One bill would allow some types of farm sprayers to carry 500 more pounds per axle.

DAVENPORT, Iowa-- On 130th Ave in Davenport, there's a bridge over Hickory Creek that Scott County Supervisor Ken Croken says is the worst in the county. And he says he's worried a bill on Governor Kim Reynold's desk could make it even worse.

"It's going to shorten the lifespan of this bridge and all other bridges," he says.

Senate File 555 would allow certain farm sprayers to carry more weight, up from 2,000 pounds to 2,500 pounds per axle. That bill was passed by Iowa lawmakers late last month. Another bill, Senate File 184, would increase how much logging trucks could carry, up an additional 50,000 pounds.

Croken says the county will need to reevaluate its bridges to determine which ones, if any, could support this type of increase. It would then have to resign bridges so drivers would know which ones are appropriate.

But Croken says enforcement can be a problem. He says without troopers out at the bridges, it's difficult to catch drivers who might be going across bridges that can't support their vehicles.

"We're not getting the funding to evaluate and devise clear and understandable load restriction signage," he says. "If the bridge should fail while a vehicle is on it, it would be devastating."

The Scott County Board of Supervisors, along with the Muscatine County Board, sent a resolution to the statehouse, calling on legislators not to move these bills forward.

Keith White, the Muscatine County engineer, says the bill would cost the county hundreds of thousands of dollars to recertify and resign bridges.
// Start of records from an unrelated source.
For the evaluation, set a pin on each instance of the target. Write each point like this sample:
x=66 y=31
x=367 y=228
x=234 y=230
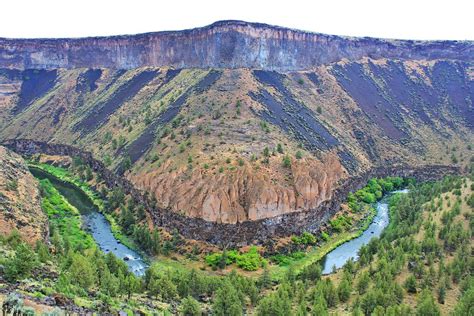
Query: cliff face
x=225 y=44
x=242 y=143
x=20 y=202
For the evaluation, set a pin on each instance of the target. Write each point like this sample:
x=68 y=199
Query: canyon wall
x=225 y=44
x=241 y=233
x=20 y=200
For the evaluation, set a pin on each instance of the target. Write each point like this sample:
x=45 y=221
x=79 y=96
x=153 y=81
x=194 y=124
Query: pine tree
x=344 y=290
x=21 y=264
x=363 y=283
x=265 y=279
x=426 y=305
x=320 y=307
x=190 y=307
x=227 y=301
x=410 y=284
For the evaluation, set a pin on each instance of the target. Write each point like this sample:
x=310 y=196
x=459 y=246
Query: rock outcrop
x=242 y=233
x=20 y=201
x=247 y=194
x=225 y=44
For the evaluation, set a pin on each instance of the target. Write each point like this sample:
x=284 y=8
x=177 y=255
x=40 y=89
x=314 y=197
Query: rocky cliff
x=20 y=202
x=241 y=143
x=225 y=44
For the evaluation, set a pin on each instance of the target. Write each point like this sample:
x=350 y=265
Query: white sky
x=405 y=19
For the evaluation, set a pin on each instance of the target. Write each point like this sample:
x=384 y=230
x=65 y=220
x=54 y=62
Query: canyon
x=224 y=44
x=240 y=131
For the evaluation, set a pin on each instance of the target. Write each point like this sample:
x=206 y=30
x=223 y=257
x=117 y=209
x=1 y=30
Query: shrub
x=286 y=161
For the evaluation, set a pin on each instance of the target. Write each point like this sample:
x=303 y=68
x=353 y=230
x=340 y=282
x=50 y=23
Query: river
x=96 y=223
x=339 y=256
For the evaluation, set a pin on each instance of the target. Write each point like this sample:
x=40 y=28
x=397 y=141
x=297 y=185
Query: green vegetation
x=421 y=265
x=65 y=220
x=249 y=261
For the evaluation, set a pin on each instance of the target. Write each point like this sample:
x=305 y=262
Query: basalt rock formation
x=241 y=233
x=239 y=123
x=224 y=44
x=20 y=201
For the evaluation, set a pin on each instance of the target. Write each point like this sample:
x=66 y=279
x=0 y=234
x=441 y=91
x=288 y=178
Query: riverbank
x=363 y=200
x=61 y=174
x=241 y=233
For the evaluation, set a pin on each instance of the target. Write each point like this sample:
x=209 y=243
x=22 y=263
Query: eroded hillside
x=20 y=202
x=232 y=144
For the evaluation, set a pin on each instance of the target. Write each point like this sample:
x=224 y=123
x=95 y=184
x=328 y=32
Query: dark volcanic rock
x=241 y=233
x=225 y=44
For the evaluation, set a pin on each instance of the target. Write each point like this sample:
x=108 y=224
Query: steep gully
x=241 y=233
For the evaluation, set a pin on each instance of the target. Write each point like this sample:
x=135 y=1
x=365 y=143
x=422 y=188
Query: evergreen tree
x=363 y=283
x=227 y=301
x=426 y=305
x=265 y=279
x=410 y=284
x=22 y=263
x=320 y=306
x=344 y=290
x=82 y=272
x=190 y=307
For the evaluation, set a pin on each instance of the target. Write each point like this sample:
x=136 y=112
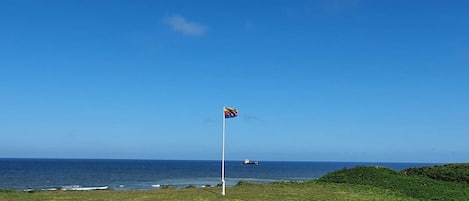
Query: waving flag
x=230 y=112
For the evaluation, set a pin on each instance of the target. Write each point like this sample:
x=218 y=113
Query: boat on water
x=248 y=162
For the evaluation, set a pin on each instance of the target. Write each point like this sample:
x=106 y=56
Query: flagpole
x=223 y=157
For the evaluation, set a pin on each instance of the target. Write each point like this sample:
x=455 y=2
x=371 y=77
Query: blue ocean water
x=152 y=174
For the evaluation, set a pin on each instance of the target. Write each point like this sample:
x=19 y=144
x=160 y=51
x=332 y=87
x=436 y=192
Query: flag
x=230 y=112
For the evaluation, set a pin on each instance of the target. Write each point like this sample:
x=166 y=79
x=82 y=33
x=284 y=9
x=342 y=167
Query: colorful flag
x=230 y=112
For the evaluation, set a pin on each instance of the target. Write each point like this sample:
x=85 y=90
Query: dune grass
x=359 y=183
x=416 y=186
x=244 y=191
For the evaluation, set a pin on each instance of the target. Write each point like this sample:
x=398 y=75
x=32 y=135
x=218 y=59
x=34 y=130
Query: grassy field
x=360 y=183
x=245 y=191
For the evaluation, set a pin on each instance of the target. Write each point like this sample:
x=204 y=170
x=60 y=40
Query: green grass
x=244 y=191
x=415 y=186
x=360 y=183
x=450 y=172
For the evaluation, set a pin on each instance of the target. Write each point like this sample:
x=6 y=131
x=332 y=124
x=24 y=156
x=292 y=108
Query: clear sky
x=323 y=80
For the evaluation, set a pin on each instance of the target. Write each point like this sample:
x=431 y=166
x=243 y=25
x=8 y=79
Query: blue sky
x=324 y=80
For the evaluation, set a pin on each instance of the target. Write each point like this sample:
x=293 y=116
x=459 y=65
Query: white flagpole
x=223 y=157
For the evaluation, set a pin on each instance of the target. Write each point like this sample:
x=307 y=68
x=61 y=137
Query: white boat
x=248 y=162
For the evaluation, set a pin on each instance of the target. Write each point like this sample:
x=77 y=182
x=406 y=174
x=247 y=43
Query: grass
x=244 y=191
x=360 y=183
x=416 y=186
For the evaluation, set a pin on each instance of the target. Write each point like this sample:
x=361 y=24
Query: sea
x=89 y=174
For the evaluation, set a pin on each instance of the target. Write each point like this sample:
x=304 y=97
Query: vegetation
x=243 y=191
x=360 y=183
x=450 y=172
x=415 y=186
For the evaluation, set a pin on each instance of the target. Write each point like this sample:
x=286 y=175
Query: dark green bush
x=415 y=186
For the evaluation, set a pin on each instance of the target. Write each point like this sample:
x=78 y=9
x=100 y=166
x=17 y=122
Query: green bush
x=450 y=172
x=415 y=186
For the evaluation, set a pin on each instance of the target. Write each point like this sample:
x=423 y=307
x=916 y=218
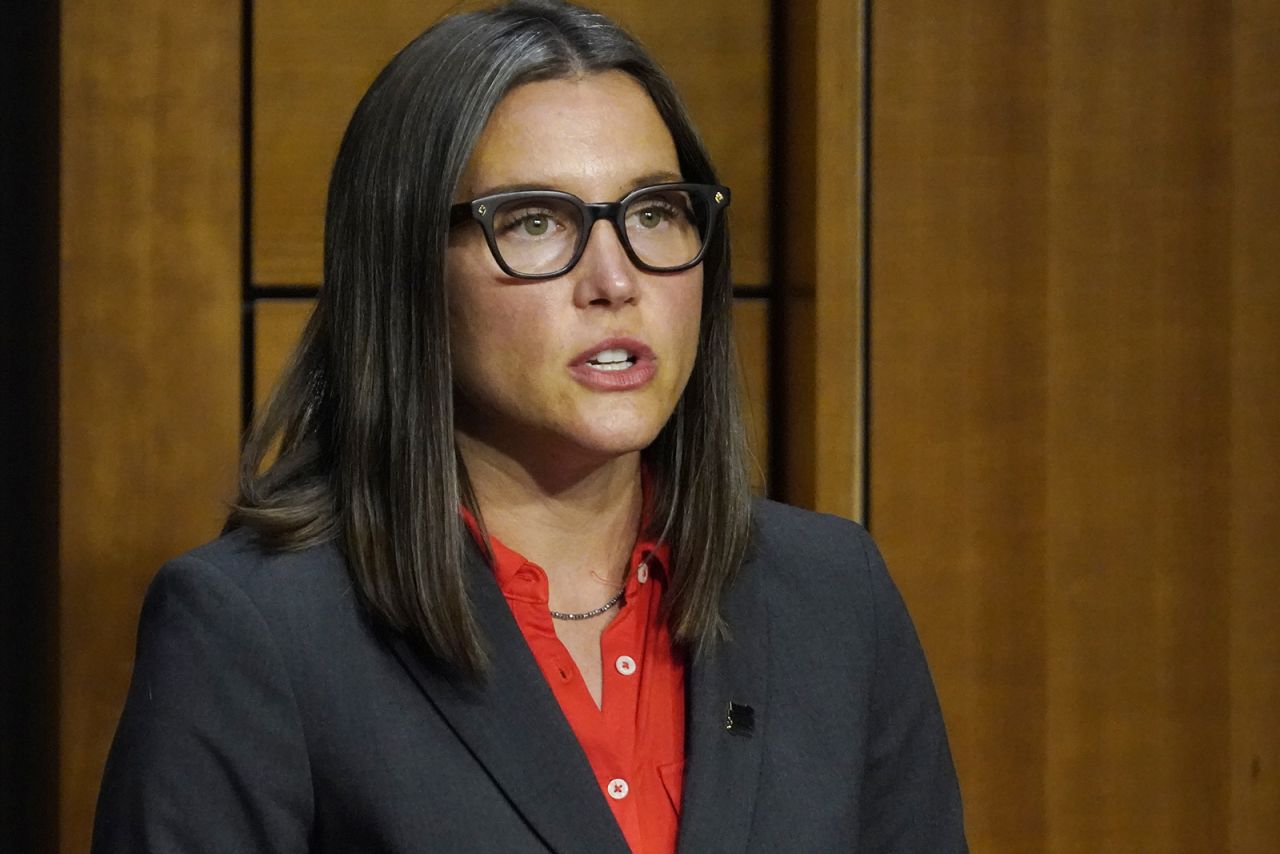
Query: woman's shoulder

"(Heavy trucks are) just plain hard on the roads," he says. "Heavier and heavier trucks running up and down pavements is just going to destroy it faster."

Several groups and companies have lobbied for these bills, including Monsanto, John Deere and the Iowa Wood Industry Association. The change could mean people and companies could haul more material with fewer trucks. But county leaders say that comes at a cost for drivers and the county.

Croken says Governor Reynolds could sign Senate File 555 into law any day.